LES CORBIÈRES XVI / VERDOUBLE / Paziols... sous les feux, sous les eaux...


Au débouché des Gorges du Grau, le Verdouble aborde son troisième bassin, partagé entre Tuchan et Paziols. Malheureusement, dernièrement, début septembre, du jour au lendemain, le tableau bucolique a fait place à un paysage de désolation : en cause, un feu monstrueux ! Attisé par un vent violent, rendu plus furieux encore par une sécheresse excessive, l’incendie a ravagé les garrigues, les pins et même les vignes, coupe-feux moins efficaces qu’autrefois. Quand on sait qu’il faut un demi-siècle pour voir la nature régénérée... Et pour reconstituer un vignoble ? plus ou moins une quinzaine d’années ? C’est beaucoup dans une vie (1)... 

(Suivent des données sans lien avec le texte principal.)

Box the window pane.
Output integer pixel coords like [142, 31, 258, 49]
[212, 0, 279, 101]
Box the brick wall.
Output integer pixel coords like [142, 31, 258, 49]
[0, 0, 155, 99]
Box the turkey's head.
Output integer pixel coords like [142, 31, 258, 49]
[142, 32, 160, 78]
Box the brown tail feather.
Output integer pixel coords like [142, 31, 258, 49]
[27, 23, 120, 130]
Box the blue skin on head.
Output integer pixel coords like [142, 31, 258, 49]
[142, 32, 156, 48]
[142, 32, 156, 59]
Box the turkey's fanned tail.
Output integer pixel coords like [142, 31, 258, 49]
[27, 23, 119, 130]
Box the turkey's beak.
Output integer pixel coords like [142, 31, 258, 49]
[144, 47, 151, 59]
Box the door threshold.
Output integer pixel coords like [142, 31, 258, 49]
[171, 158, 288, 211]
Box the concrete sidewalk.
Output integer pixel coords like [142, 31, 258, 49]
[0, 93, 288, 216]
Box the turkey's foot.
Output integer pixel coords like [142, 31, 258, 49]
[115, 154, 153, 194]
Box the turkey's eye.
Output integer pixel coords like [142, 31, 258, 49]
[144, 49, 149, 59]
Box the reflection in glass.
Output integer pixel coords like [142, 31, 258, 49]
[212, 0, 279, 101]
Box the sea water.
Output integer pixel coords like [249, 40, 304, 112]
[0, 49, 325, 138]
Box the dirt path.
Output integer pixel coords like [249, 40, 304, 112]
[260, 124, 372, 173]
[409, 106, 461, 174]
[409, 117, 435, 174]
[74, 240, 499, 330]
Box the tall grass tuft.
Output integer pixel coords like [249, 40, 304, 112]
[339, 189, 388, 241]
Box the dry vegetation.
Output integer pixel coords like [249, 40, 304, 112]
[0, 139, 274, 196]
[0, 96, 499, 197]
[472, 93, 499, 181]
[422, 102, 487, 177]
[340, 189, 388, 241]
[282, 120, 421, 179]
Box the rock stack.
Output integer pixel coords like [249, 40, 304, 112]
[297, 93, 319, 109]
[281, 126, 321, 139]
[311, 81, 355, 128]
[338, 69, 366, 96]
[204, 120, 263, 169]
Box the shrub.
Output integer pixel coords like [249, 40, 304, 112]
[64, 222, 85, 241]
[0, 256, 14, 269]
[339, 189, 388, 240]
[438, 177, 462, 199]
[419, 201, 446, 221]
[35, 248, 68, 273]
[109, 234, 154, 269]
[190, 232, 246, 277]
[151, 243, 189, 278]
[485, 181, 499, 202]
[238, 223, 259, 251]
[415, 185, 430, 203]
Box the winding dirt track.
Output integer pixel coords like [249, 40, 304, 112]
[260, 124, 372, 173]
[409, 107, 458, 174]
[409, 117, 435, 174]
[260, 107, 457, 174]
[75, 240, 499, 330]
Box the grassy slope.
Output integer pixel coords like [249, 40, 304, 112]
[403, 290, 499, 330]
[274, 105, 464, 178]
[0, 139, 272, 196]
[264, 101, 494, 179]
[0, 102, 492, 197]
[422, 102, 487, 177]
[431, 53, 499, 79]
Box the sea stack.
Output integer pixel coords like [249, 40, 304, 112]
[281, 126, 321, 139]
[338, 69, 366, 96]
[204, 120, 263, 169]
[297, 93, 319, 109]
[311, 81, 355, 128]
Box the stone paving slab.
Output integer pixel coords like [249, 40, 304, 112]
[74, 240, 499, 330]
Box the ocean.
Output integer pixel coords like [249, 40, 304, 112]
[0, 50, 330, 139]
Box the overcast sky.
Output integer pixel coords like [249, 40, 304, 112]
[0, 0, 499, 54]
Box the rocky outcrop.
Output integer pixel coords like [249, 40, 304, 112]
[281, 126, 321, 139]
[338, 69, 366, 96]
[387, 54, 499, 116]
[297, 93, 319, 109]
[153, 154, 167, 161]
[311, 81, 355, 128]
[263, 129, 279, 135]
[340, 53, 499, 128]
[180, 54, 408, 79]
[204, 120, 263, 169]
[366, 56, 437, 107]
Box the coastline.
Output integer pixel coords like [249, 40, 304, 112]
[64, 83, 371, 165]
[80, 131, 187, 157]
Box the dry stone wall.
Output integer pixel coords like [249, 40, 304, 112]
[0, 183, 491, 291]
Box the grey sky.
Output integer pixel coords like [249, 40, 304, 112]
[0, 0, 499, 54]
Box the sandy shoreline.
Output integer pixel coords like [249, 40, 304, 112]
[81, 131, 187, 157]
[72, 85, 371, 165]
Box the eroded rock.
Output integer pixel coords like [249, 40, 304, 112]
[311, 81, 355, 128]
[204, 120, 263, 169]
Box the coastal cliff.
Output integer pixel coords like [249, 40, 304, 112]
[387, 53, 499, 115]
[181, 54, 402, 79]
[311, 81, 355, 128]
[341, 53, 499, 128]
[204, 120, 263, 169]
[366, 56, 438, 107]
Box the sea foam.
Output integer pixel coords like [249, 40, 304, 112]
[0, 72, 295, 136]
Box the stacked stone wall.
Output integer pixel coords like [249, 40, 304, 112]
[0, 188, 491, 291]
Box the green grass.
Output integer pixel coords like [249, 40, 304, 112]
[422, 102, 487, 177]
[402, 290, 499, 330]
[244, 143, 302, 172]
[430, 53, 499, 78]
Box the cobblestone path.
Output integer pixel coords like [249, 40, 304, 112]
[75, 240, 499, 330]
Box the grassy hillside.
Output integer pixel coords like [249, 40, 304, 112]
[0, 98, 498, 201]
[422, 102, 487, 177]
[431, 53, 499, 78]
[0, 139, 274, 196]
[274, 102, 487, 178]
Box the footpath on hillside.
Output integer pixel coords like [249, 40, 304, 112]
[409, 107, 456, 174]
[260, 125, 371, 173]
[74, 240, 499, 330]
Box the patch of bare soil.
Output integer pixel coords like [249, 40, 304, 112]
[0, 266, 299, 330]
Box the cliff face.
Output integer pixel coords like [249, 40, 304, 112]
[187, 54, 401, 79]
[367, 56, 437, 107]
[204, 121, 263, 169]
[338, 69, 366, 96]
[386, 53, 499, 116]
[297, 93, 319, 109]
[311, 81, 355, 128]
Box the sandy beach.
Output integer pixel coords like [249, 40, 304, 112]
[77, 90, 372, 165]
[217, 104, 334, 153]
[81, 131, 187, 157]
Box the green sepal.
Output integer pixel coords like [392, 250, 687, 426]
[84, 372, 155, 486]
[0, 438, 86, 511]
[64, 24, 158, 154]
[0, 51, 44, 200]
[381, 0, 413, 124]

https://www.youtube.com/watch?v=e2UaqHFzrp4

Voilà longtemps qu’on la connait la hure de sanglier sur du carignan étoffé de grenache et de syrah. Tous nos vœux pour que la destinée de ses vins, si typiques et loyaux, se poursuive alors que la moitié des vignes du Languedoc a été arrachée (2). Et désormais, l’irrigation est subventionnée, ce qui semble paradoxal avec les faibles productions de qualité et, par ailleurs, l'évolution plus sèche du climat. 

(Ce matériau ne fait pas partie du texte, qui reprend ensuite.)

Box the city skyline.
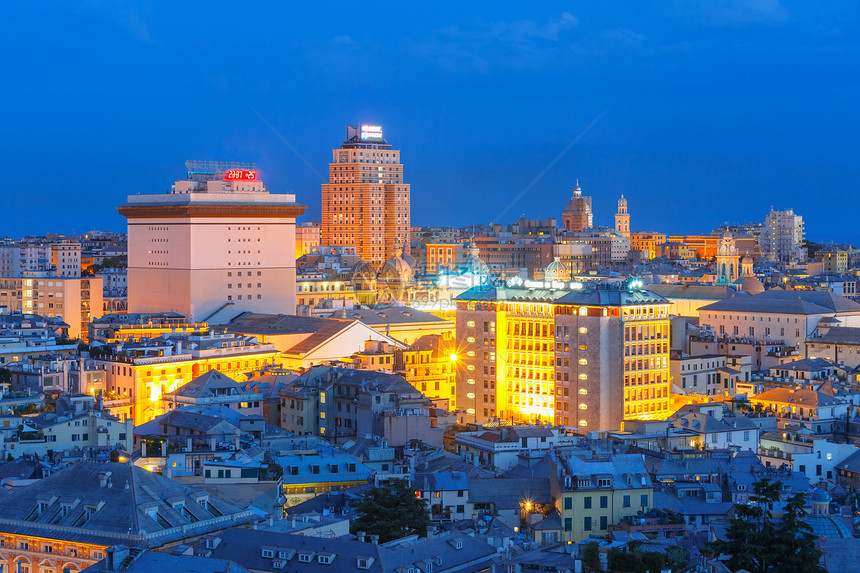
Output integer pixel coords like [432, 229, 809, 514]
[3, 1, 860, 243]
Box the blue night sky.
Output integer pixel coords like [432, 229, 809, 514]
[0, 0, 860, 243]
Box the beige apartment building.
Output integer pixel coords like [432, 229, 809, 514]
[119, 161, 305, 322]
[698, 289, 860, 348]
[456, 285, 670, 430]
[320, 124, 410, 269]
[0, 271, 104, 340]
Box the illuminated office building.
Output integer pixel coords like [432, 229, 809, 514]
[615, 195, 630, 239]
[320, 124, 409, 270]
[561, 179, 594, 231]
[456, 281, 669, 430]
[119, 161, 305, 322]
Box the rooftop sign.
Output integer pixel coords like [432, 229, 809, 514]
[224, 169, 257, 181]
[359, 123, 384, 141]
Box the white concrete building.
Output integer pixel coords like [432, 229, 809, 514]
[760, 207, 806, 263]
[669, 354, 752, 396]
[119, 161, 305, 322]
[698, 290, 860, 347]
[792, 440, 857, 484]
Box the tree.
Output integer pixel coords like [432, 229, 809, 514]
[582, 541, 600, 571]
[350, 480, 430, 543]
[708, 478, 824, 573]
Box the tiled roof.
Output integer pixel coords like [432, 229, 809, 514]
[457, 286, 668, 306]
[646, 284, 746, 300]
[331, 306, 446, 326]
[0, 462, 253, 547]
[806, 326, 860, 345]
[226, 312, 344, 335]
[770, 358, 835, 372]
[699, 289, 860, 315]
[751, 388, 839, 407]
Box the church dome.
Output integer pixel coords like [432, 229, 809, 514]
[379, 247, 413, 282]
[352, 261, 376, 279]
[543, 257, 570, 281]
[738, 276, 765, 294]
[400, 249, 418, 272]
[809, 487, 830, 503]
[464, 241, 490, 275]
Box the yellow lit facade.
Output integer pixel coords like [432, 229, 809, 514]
[396, 333, 463, 411]
[630, 233, 666, 259]
[97, 348, 279, 425]
[90, 322, 209, 344]
[0, 532, 108, 573]
[296, 277, 357, 307]
[457, 288, 670, 430]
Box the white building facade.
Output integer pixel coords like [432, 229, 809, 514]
[119, 162, 305, 321]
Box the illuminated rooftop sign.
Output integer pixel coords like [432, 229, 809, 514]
[224, 169, 257, 181]
[359, 123, 383, 141]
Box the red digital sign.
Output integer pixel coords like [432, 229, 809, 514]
[224, 169, 257, 181]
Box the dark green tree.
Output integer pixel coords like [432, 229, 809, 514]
[582, 541, 600, 571]
[775, 493, 824, 573]
[708, 478, 824, 573]
[350, 480, 430, 543]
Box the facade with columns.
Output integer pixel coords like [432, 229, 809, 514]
[715, 233, 740, 284]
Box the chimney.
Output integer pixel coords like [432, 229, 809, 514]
[105, 545, 128, 571]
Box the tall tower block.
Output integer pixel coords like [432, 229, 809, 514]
[320, 124, 411, 269]
[615, 195, 630, 239]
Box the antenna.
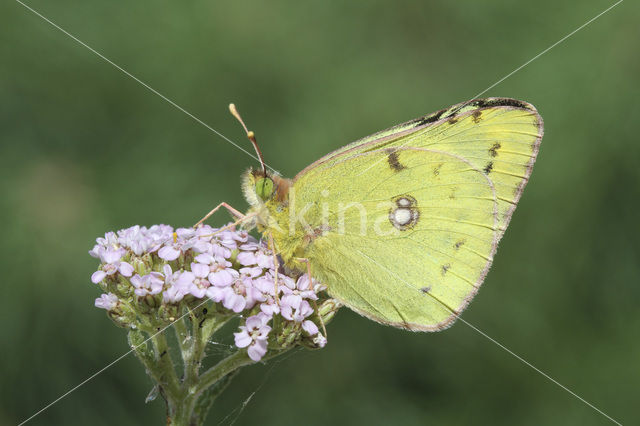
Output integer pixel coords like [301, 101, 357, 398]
[229, 104, 267, 177]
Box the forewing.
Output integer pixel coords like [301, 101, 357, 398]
[294, 147, 499, 331]
[296, 98, 543, 233]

Cette idée d’irriguer a même eu une incidence sur une affaire qui a mis ce terroir du Fitou des Hautes Corbières sous les feux de l’actualité. A Paziols plus particulièrement, les esprits se sont échauffés entre ceux qui acceptaient et ceux qui refusaient de confier à Lafarge la construction de deux lacs réservoirs. Les seconds s’opposaient surtout parce que le projet prévoyait pour le cimentier l’exploitation d’une carrière de granulats qui, au bout de trente années, aurait donné le second lac, avec, entre temps, pour la population, la pollution, les camions et rien pour la commune. Néanmoins, après deux ans de bataille, et non seulement à cause d’un lézard mis en péril par le projet, le cimentier, rendu à une vision plus raisonnable du développement durable (ce sont presque ses mots), a préféré abandonner.

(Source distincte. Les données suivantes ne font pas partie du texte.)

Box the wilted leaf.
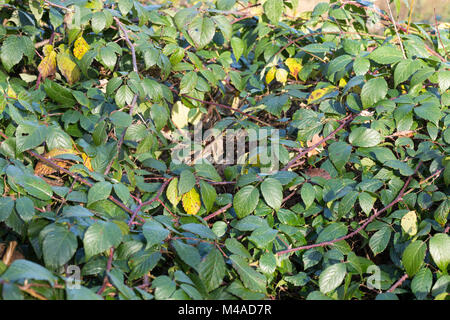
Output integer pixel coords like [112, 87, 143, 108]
[181, 188, 201, 215]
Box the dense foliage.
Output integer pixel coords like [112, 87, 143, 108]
[0, 0, 450, 299]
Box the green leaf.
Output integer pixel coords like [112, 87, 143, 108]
[369, 226, 391, 255]
[319, 263, 347, 294]
[166, 178, 181, 207]
[83, 221, 123, 259]
[119, 0, 133, 16]
[129, 250, 162, 279]
[195, 163, 222, 182]
[171, 240, 201, 270]
[0, 35, 30, 72]
[115, 85, 134, 108]
[142, 220, 169, 247]
[411, 268, 433, 300]
[44, 78, 77, 108]
[180, 72, 198, 94]
[0, 197, 14, 222]
[42, 226, 78, 268]
[430, 233, 450, 273]
[402, 240, 427, 277]
[394, 59, 421, 87]
[23, 175, 53, 200]
[181, 223, 217, 240]
[316, 222, 348, 243]
[338, 191, 359, 217]
[212, 15, 233, 41]
[368, 46, 403, 64]
[66, 286, 103, 300]
[200, 180, 217, 213]
[231, 37, 245, 61]
[16, 121, 49, 152]
[414, 102, 442, 126]
[263, 0, 283, 25]
[300, 182, 316, 209]
[1, 259, 57, 284]
[438, 70, 450, 92]
[150, 104, 169, 131]
[198, 248, 226, 292]
[348, 127, 383, 147]
[16, 197, 34, 222]
[328, 141, 352, 170]
[187, 16, 216, 49]
[178, 169, 195, 196]
[361, 78, 388, 108]
[88, 181, 112, 206]
[230, 254, 266, 293]
[248, 227, 278, 249]
[233, 186, 259, 219]
[261, 178, 283, 210]
[91, 11, 106, 33]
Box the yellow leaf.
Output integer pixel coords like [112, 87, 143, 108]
[339, 78, 347, 88]
[81, 152, 94, 172]
[400, 211, 417, 236]
[6, 84, 17, 98]
[181, 188, 200, 215]
[73, 37, 89, 60]
[308, 86, 336, 104]
[172, 101, 190, 129]
[56, 51, 81, 84]
[166, 178, 181, 207]
[275, 69, 288, 84]
[34, 149, 78, 176]
[266, 67, 277, 84]
[38, 50, 56, 79]
[42, 44, 53, 57]
[306, 133, 326, 157]
[284, 58, 303, 80]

Certains y verront un épisode de la lutte toujours recommencée entre les gros et les petits, l’âpre rivalité entre pots de fer et pots de terre, entre dominants insatiables et dominés rétifs. Les premiers voulant toujours garder la main pour exploiter les seconds. Ainsi, au Moyen-Âge, les moines de Fontfroide qui s’étaient rendus maîtres des moulins et ruisseaux forcèrent les Paziolais à détruire volontairement le leur de moulin, pour moudre chez eux en échange de quelques avantages dont les droits, certains jours seulement, de pêche et d’arrosage.

Ces luttes intestines, bien que chroniques, passent au second plan puisque cette zone frontière a, par définition, causé bien des malheurs. Périodes noires, sous le feu des invasions ou des guerres. Invasion des Sarrasins vers 720, qui, lorsqu’ils ne déportent pas en esclavage, soumettent à l’impôt des habitants par ailleurs obligés de travailler pour l’occupant. Incursions, durant des siècles, des troupes espagnoles qui pillent, rasent, emprisonnent et rançonnent. A partir de 1659, un mieux néanmoins, pour Tuchan et Paziols, quand le Traité des Pyrénées repousse la frontière avec l'Espagne, plus au sud.

Conflits pour l’eau, à cause de l’eau, menaces que font courir l’eau qui court et l’eau du ciel.
Le nom de Paziols viendrait du latin « paludis », signifiant marais, qui a donné « paludisme ». Un marécage occupait ce bassin qui voit le Tarassac apporter au Verdouble. Les moines de Fontfroide l’auraient asséché en creusant le Mayrat mais un lac réapparaît si un aigat (à présent on dit plutôt « épisode méditerranéen » qu’« épisode cévenol ») déverse son déluge. Les locaux, les journaux parlent d’un « lac éphémère » qui n’est sans doute pas sans rapport avec l’importance des eaux invisibles. 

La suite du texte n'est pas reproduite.